Norm Letts was born in Wedderburn, where he was known from boyhood as 'Digger'. His father was the mail driver (horse and buggy), and 'Digger' milked cows for cocky farmers around Boort. He enlisted at 19 in September 1941, trained at Darley near Bacchus Marsh, at Bonegilla and at Queenscliff, before embarking on the Aquitania from Sydney. Arriving in Singapore on 10 January 1942, he became a 2/29th Battalion reinforcement, as part of C Company. After the surrender, and the march to Changi, Norm went into Singapore on work parties, including building the Japanese shrine at Bukit Timah. With F Force on the Thai-Burma Railway at Kami Songkurai in Thailand, Norm worked with Jack Coffey, 'a good bloke', and 17-year- old Bobby Harvey [Nancarrow], 'a good worker'. Other mates Norm recalled were Queenslander 'Snowy' Reid, and Doug Cameron and Gordon Wilson (both from Camperdown). Norm also was part of a six-man team on a pile driver sinking bridge poles. Cholera was the big killer: 'there was a big red-headed Queenslander got it. He was crook all right. He was a married bloke, four kids, and I abused him something terrible [to try to save him], but he said "I'll be dead in the morning, Norman." . . [And] he was dead in the morning.' Norm was at Hellfire Pass, where he survived beri-beri and Japanese brutality. 'Some [officers] tried, put it that way, they tried to get a bit less work out of you, but there wasn't much they could do. They'd stand up for you, but they copped their share [of bashing] then. They didn't miss out.' Back on Singapore Island, Norm dug tunnels at River Valley Road, but they were not permitted to timber them properly and there were many earth falls: 'a bloke we called "Goofy", he was a good bloke, as far as Japs went. He'd give us his dinner and go down the street and buy his own. He was the only one, old "Goofy".' When the war ended Norm and five mates crammed into an Austin and drove around Singapore. As for taking revenge on their tormenters, Norm decided, after looking at the young blokes in camp in Singapore, 'I couldn't hit an innocent bloke. They were only doing [to us] what they had been told [to do].....They were only kids. They were, they were only kids. I picked.....out one who'd given me a belting, but he was only young. I just couldn't hit him'.

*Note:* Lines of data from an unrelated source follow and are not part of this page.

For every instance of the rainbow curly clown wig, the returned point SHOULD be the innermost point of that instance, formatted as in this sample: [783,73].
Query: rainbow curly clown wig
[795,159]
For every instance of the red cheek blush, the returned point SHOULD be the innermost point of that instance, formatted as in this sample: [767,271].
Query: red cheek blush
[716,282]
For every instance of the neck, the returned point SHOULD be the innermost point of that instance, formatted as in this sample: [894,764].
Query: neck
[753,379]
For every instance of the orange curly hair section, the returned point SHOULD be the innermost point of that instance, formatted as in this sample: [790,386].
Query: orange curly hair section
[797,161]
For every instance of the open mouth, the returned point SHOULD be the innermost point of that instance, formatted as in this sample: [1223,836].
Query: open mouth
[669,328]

Norm came home on the Largs Bay in October 1945. He went back to milking cows at Boort, then went to Barham, and returned to Wedderburn, cutting eucalyptus leaf for eucalyptus oil, then went shearing for 30 years. In 1946 Norm met Jessie, a telephonist at Wedderburn, and they married in 1948 when 'Digger' was working at the Barham brick works. 'You missed your mates for a fair while. That's when I got into Barham. There were a few of us working there, at the brick works.' Over the years, Norm and Jessie kept in contact with Norm's army mates, attending reunions in Tassie and Queensland, sometimes meeting them in Sydney, combining meetings with visits to their daughters in Sydney and Brisbane. 'When they'd get together,' Jessie recalled, 'then they'd talk about all the good times, not the bad times, the good times.'
When Marguerite spoke with Norm in August 2011, he and Jessie had been married 63 years, and Norm was 89: 'heading 90, I'll make 90'. And he did, passing away at 90 years of age at Bendigo Hospital, Victoria, on 16 September 2012. His funeral service was held at the RSL in Wedderburn.